The jet crashed in Gaithersburg, about a mile north of the Montgomery County Airpark. The plane exploded, setting fires and damaging three houses, fire officials said.
The plane sliced through the roof of one home, and the main part of the fuselage and the tail landed against a second house. One of the wings "catapulted" into a third house, where the majority of the fire damage occurred, Robert Sumwalt of the National Transportation Safety Board said at a news conference today.
"Our mission is to find out not only what happened but why it happened because we want to make sure something like this never happens again," he said.
The family was found on the second floor of one of the homes.
"We don't know at this point if the cause of death was smoke inhalation or something else," Chief Thomas Manger of the Montgomery County Police said.
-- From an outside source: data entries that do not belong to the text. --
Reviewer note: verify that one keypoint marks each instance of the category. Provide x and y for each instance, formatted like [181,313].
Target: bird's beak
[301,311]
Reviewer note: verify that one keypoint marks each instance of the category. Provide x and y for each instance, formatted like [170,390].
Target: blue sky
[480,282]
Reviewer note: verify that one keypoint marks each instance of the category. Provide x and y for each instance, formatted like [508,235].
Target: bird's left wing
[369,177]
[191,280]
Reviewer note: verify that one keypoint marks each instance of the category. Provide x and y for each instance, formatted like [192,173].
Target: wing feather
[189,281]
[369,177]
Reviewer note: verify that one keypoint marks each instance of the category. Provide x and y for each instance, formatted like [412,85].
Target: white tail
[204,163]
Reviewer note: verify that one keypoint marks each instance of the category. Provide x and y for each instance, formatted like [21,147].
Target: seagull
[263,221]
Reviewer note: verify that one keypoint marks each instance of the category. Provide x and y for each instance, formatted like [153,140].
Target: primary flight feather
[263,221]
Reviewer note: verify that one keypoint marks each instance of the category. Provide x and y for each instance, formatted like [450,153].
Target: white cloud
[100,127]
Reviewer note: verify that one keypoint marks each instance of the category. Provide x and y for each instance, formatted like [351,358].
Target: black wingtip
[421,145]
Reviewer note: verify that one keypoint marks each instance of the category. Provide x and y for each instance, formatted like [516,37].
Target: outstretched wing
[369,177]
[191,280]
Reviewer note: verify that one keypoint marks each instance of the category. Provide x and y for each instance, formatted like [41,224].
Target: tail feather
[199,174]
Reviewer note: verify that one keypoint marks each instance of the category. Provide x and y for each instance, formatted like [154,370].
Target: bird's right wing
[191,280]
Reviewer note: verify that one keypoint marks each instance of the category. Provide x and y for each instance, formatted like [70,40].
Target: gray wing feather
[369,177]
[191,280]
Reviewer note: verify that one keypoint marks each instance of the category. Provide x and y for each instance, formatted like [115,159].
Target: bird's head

The victims included one woman and her two sons, identified as an infant and a 3 year old. The woman's husband and their other child, age 5, are alive, Manger said.
"This is a tragic loss for the Montgomery County community," Fire Chief Steve Lohr added.
The plane was coming from Chapel Hill, North Carolina and intended to land at the Montgomery County Airpark, Sumwalt said.
The NTSB is conducting an investigation and will look at weather, wreckage, air traffic control, the plane's equipment and more to "gather as much factual information as we can so we can reconstruct this crash." The plane's data recorders have been recovered and are being investigated, he added.
Byron Valencia, 31, said he heard the crash from his kitchen.
"When I opened my window, I could see smoke over the trees and I heard a small explosion, like a pop," he told the Associated Press. "I could see the smoke rising ... it's scary."
Fire officials were on scene within seven minutes of the 911 call, Lohr said.
ABC News aviation analyst John Nance called the crash "incredibly unusual."
"These jets are incredibly safe," he said.
Nance added that lost engines or fuel starvation could have been to blame.